Fairy Tale Book Review: Once Upon a Dream by Liz Braswell

Once Upon a Dream (A Twisted Tale, #2)Once Upon a Dream by Liz Braswell
My rating: 3 of 5 stars

This book was similar in quality to “A Whole New World,” but because I don’t have the same abiding affection for Sleeping Beauty, it did not get the same (perhaps unwarranted) rating inflation.
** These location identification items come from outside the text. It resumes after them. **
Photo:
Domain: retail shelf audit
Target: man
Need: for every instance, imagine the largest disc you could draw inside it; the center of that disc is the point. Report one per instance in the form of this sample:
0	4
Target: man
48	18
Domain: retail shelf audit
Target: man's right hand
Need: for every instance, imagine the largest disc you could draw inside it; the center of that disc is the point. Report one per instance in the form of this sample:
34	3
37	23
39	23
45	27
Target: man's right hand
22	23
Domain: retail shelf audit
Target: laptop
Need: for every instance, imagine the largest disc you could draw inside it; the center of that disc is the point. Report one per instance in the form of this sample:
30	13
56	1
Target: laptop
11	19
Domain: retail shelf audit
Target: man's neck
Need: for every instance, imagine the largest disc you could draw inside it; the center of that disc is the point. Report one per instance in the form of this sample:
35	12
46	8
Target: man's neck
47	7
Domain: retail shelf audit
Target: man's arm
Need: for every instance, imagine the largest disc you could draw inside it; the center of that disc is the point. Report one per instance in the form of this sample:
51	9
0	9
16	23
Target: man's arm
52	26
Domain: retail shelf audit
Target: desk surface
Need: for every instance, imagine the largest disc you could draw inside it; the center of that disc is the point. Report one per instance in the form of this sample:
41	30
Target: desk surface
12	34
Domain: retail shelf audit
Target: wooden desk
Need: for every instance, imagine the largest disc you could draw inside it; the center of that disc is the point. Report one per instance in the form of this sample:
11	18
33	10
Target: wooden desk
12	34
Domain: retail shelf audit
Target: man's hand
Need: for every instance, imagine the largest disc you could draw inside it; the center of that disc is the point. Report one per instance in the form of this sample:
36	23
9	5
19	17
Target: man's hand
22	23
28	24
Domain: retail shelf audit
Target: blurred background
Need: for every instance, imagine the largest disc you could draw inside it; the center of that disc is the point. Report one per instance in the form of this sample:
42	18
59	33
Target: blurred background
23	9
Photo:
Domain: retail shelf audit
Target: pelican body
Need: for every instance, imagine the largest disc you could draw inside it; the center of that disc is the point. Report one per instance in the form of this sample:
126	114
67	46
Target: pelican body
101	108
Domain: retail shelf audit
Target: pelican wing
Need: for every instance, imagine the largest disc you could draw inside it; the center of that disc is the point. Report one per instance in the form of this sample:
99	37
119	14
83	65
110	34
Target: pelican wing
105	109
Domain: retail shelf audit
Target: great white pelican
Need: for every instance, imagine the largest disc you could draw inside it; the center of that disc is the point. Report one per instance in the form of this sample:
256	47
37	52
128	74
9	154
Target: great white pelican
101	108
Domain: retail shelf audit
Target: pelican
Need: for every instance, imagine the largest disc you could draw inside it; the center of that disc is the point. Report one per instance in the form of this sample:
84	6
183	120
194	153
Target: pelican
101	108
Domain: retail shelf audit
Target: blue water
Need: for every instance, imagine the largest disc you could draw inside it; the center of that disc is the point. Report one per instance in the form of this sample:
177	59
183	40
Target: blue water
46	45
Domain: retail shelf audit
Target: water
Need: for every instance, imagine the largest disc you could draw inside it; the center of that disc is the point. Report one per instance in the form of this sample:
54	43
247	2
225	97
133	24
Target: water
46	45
It reminds me a bit of “Sleeping Beauty” meets “Alice in Wonderland.” Most of the story takes place in a dream world which gets pretty dark in places, which is sort of this series’ “shtick.” I was impressed by how well Braswell fleshed out the various characters from Disney’s Sleeping Beauty, considering most of them are pretty flat in the original. I could really “picture” her versions of Prince Phillip, Maleficent, King Hubert, Maleficent’s minions, the good fairies, etc. The one place where it fell a little short was her characterization of Aurora (or Aurora Rose, as she calls herself, to encompass both her identities). It was hard for me to picture the Aurora from the movie doing and saying all the things she does in this book because she really is such a “blank slate” as a Disney princess, virtually without personality, so the character in this book feels like someone new I had to get to know as a reader rather than a new take on someone I already loved. This was somewhat jarring, since she is the central character. However, I really liked the way that Braswell interpreted even this “lack of personality” so that it made sense in Aurora’s circumstances, and especially her reasons for touching the spinning wheel, adding a depth to the original character that was never there before and casting her in a whole new light.

The book is also a bit meta in that it uses the dream setting as an opportunity to critique the original tenets of the Sleeping Beauty story (love at first sight, a curse laid upon a baby, etc.) At times the story did get a little tedious, but it was still an interesting enough “take” that I’ll continue to explore this series.